Il la gagna peut-être, en lui contant sa flamme :
Peut-être conta-t-il ses sièges, ses combats ;
Parla de contrescarpe, et cent autres merveilles
Que les femmes n’entendent pas,
Et dont pourtant les mots sont doux à leurs oreilles.
Voyez combien Vénus en ces lieux écartés
Aux yeux de ce guerrier étale de beautés :
Quels longs baisers ! la gloire a bien des charmes ;
Mais Mars en la servant ignore ces douceurs.
Son harnois est sur l’herbe : Amour pour toutes armes
Veut des soupirs et des larmes :
C’est ce qui triomphe des cœurs.

Phébus pour la déesse avait même dessein ;
Et charme de l’espoir d’une telle conquête
Couvait plus de feux dans son sein,
Qu’on n’en voyait à l’entour de sa tête.
C’était un dieu pourvu de cent charmes divers.

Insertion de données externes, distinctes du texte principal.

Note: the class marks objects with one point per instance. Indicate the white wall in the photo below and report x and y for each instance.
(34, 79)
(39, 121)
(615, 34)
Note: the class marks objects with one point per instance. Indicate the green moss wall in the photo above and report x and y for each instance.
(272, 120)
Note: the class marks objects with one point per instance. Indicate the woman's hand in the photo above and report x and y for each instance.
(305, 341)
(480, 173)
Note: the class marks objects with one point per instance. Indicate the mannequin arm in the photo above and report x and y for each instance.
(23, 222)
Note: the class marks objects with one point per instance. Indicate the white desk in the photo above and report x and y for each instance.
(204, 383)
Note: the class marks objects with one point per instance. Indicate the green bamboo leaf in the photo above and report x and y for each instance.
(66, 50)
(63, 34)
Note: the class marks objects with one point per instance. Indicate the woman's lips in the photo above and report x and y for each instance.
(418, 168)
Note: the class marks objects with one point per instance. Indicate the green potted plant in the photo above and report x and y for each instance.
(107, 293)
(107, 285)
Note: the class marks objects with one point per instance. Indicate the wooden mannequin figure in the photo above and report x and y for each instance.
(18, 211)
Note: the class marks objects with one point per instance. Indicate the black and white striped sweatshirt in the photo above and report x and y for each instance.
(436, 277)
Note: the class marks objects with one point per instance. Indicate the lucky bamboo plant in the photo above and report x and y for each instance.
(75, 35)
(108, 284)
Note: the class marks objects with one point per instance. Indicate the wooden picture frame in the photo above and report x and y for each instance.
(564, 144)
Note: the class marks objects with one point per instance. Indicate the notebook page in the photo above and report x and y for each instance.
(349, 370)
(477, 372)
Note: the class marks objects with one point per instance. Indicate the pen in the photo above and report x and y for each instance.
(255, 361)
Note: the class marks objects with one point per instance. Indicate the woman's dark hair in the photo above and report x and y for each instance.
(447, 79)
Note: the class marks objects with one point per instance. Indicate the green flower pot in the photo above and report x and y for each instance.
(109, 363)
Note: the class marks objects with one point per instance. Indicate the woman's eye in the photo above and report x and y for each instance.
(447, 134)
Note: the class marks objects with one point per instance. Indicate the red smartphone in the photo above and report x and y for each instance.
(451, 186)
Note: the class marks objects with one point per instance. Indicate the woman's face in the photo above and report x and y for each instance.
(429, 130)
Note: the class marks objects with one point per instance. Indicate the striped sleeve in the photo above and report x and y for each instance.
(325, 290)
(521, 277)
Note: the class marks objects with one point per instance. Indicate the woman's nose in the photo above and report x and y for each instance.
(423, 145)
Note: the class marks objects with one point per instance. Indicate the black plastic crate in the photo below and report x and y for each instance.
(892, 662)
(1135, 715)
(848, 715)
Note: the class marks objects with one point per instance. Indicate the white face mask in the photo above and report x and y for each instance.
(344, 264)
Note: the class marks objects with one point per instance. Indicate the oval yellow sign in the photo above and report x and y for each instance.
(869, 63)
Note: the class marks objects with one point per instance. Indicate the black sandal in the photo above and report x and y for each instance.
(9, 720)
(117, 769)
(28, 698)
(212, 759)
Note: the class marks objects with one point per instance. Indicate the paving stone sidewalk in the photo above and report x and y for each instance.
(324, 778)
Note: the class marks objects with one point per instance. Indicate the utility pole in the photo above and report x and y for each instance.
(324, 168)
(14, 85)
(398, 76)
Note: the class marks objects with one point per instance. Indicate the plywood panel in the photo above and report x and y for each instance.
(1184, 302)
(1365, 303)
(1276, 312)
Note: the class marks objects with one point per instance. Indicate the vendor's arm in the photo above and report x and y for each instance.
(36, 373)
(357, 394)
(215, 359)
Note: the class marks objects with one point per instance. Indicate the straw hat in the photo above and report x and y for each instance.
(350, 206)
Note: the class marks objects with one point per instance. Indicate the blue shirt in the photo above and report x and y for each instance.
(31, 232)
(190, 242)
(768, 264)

Il était beau mais il faisait des vers ;
Avait un peu trop de doctrine ;
Et qui pis est, savait la médecine.
Or soyez sûr qu’en amours,
Entre l’homme d’épée et l’homme de science,
Les dames au premier inclineront toujours ;
Et toujours le plumet aura la préférence.
Ce fut donc le guerrier qu’on aima mieux choisir.
Phébus outre de déplaisir
Apprit à Vulcan ce mystère ;
Et dans le fond d’un bois voisin de son séjour,
Lui fit voir avec Mars la reine de Cythère,
Qui n’avaient en ces lieux pour témoins que l’amour.

La peine de Vulcan se voit représentée :
Et l’on ne dirait pas que les traits en sont feints.
II demeure immobile, et son âme agitée
Roule mille pensers qu’en ses yeux on voit peints.